With Skaggs, there's really no way to be sure of anything — even when you're paying the guy a compliment.

When "Entertainment Tonight" interviewed Skaggs in 1988 for a segment about media hoaxers, Skaggs hoaxed them by sending an impostor for an on-air sit-down with host Mary Hart.

"How could I resist?" Skaggs later told The Associated Press. "I mean, who did they think they were dealing with?"

Over the years, I've written several stories about Skaggs and we've become friendly. Two years ago, he lent me one of his bizarre fish tanks — a $5,000 "Fish Condominium," which he was selling through the Neiman Marcus catalog — for an event to celebrate the publication of the "Wolf Files" book.
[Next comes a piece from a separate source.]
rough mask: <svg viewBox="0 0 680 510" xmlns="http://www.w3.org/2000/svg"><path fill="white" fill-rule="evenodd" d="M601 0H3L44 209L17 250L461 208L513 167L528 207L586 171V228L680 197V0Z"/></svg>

Like everything else about Skaggs, the fish tank has to be seen to be believed. It's larger than many New York City apartments — and the fancy decor would impress Paris Hilton, not that that's necessarily a compliment.

Would Skaggs lie to me? Perhaps. The press release for this year's April Fools' Day Parade is just as outlandish as those in the past, promising, among other things, another army of celebrity lookalikes, including Donald Trump handing out pink slips while wearing one, and a Mud Wrestling float featuring Michael Moore, who will take on all challengers.

"It's time to make this thing a reality," Skaggs said. "We're pulling something together that you definitely don't want to miss. Be there."

Skaggs was so emphatic, I just had to believe him. For 40 years, he's been showing just how gullible news reporters can be. I may just prove him right once again, but now, our friendship is on the line.